Sedangkan kewajiban adalah suatu tanggung jawab atau amanah yang didapatkan dan harus dilakukan oleh seseorang. Begitu juga dengan karyawan yang memiliki hak dan juga kewajiban sebagai seorang karyawan di suatu instansi.
Dengan terpenuhinya hak dan kewajiban, maka seorang ASN akan bekerja dengan maksimal karena adanya balance antara hak dan kewajiban tersebut.
Ketaatan Aparatur Sipil Negara (ASN) baik provinsi maupun kota/ kabupaten dalam melakukan kinerja tentunya berdasarkan aturan yang telah ditetapkan sesuai undang-undang nomor 5 tahun 2014 tentang Aparatur Sipil Negara.
Fungsi ASN yakni Pelaksana kebijakan publik; Pelayan publik; dan Perekat dan pemersatu bangsa, menjadi dasar untuk melaksanakan tugas dan tanggungajwabnya pada masing-masing daerah.
Pelaksanakan kebijakan publik saat ini terkait pemberian tunjangan penghasilan tambahan tentunya masih berbeda-beda dan disesuaikan dengan pendapat pengasilan daerah.
Bermuara dalam semangat birokrasi saat ini, setiap ASN berhak atas gaji, tunjangan dan fasilitas lainnya serta jaminan perlindungan dan pengembangan kompetensi.
Pasal 27 ayat 2 : “Tiap-tiap warga negara berhak atas pekerjaan dan penghidupan yang layak bagi kemanusiaan”. Sembari meresapi pasal dimaksud ada hak-hak yang perlu dipertimbangankan berdasarkan geografis daerah masing-masing apalagi wilayah timur Indonesia yang terbilang belum sepenuhnya merasakan taraf kesejahteraan secara baik.
Instrumen yang hakiki oleh pemerintah pusat senantiasa mendorong pertumbuhan di Kawasan Timur Indonesia agar lebih tinggi dan sama dengan pulau jawa, tetapi masih tetap mempertahankan momentum pertumbuhan ekonomi di wilayah Jawa.
Pilar pemerataan pembangunan bertujuan mengurangi kesenjangan pendapatan di seluruh lapisan masyarakat, memperkecil kesenjangan antar wilayah, pemerataan infrastruktur sehingga kemiskinan akut berhasil dituntaskan.
Kosep pemerataan kebijakan pembangunan yang senantiasa digaungkan oleh pemerintah pusat tidaklah diulas secara mendalam.

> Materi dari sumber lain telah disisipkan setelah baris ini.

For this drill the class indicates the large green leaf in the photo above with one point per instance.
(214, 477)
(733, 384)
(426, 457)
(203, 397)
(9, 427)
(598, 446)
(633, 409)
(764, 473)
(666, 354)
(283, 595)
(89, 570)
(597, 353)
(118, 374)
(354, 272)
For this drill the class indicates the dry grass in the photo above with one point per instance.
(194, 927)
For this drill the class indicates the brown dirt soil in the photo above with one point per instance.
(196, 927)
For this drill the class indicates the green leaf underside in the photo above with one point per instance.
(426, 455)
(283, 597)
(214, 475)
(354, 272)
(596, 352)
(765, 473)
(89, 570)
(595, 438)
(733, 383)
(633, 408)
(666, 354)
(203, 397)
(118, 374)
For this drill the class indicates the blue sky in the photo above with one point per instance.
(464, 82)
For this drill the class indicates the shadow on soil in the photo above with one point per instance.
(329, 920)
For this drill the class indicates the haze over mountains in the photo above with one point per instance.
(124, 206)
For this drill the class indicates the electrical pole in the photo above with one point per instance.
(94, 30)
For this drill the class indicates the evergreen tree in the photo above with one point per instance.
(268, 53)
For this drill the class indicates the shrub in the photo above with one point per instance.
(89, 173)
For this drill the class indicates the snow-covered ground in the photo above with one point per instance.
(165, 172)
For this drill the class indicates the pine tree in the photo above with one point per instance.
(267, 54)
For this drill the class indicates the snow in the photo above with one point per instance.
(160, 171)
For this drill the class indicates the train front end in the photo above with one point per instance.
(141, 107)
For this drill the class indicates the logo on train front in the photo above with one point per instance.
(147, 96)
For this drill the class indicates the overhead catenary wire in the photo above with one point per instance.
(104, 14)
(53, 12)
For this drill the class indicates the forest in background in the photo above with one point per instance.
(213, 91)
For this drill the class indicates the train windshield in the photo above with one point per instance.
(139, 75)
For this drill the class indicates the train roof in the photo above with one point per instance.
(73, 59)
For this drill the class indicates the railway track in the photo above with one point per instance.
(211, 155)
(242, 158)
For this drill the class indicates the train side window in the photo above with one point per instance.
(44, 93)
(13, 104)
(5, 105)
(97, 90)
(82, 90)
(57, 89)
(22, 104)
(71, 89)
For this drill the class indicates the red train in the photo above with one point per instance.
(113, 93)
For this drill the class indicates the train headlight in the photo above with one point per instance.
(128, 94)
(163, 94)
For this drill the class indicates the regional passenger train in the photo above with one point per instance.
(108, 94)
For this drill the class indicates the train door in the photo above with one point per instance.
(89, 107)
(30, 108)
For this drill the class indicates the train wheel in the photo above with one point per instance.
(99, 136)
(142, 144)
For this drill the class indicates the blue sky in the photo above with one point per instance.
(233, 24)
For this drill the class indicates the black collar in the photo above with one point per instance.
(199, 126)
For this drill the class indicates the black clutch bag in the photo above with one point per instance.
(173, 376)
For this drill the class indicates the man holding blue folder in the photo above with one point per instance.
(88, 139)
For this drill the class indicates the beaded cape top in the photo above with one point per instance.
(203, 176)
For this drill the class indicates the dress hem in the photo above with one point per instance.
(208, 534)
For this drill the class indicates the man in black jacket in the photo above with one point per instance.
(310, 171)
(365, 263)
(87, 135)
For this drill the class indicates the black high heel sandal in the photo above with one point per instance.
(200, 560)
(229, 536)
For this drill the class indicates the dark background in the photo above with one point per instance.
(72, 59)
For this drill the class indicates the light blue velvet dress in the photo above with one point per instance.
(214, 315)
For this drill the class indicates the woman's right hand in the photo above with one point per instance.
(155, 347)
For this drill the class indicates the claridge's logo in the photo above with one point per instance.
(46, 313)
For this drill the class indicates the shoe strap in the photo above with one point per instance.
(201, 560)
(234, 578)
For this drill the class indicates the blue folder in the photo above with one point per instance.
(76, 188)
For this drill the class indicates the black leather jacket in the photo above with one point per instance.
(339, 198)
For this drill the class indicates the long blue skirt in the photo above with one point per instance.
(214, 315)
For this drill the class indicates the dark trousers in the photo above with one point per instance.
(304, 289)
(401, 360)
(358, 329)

Pada kesempatan ini penulis lebih mencermati secara khusus pada wilayah Timur Maluku, khususnya Kota Ambon dalam upaya pemerintah pusat agar dapat memahami kondisi kesejahteraan melalui arah kebijakan aktualisasi kue pemerataan dalam meningkatkan kesejahteraan di wilayah Maluku khususnya Kota Ambon.
Mirisnya dari apa yang menjadi introducing awal di atas dimana pemerintah pusat mendorong untuk meningkatkan kesejahteraan di wilayah Timur Indonesia.
Redaksional diatas akan sampai pada permenungan kawasan Timur Idonesia yang mana? Pertanyaan miris ini tentu akan berpulang pada kebijakan-kebijakan Nasional; yang masih menjadi decision priority untuk selalu didahulukan.
ASN
Aparatur Sipil Negara yang disingkat ASN sesuai Undang-Undang Nomor 5 Tahun 2014 tentang Aparatur Sipil Negara terbagi atas PNS dan P3K ( Pegawai Pemerintah dalam Perjanjian Kerja.
Undang-Undang Aparatur Sipil Negara (UU ASN) Pasal 1, sistem merit didefinisikan sebagai kebijakan dan manajemen ASN yang berdasarkan pada kualifikasi, kompetensi, dan kinerja, yang diberlakukan secara adil dan wajar dengan tanpa diskriminasi.
Tiga program prioritas bidang aparatur dalam RKP 2020, yaitu (1) Peningkatan akuntabilitas kinerja, pengawasan, dan reformasi birokrasi; (2) Peningkatan inovasi dan kualitas pelayanan publik; dan (3) Penguatan implementasi manajemen ASN berbasis merit.
Implementasi ketiga program tersebut masih perlu dicermati dengan prioritas keunggulan SDM yang seimbang dengan kemampuan menajerial yang dimilikinya, bukan berarti PNS Pemerintah di wilayah Maluku belum mampu untuk dapat menjalankan program prioritas tersebut, hanya saja terkesan belum seimbang dengan pendapatan.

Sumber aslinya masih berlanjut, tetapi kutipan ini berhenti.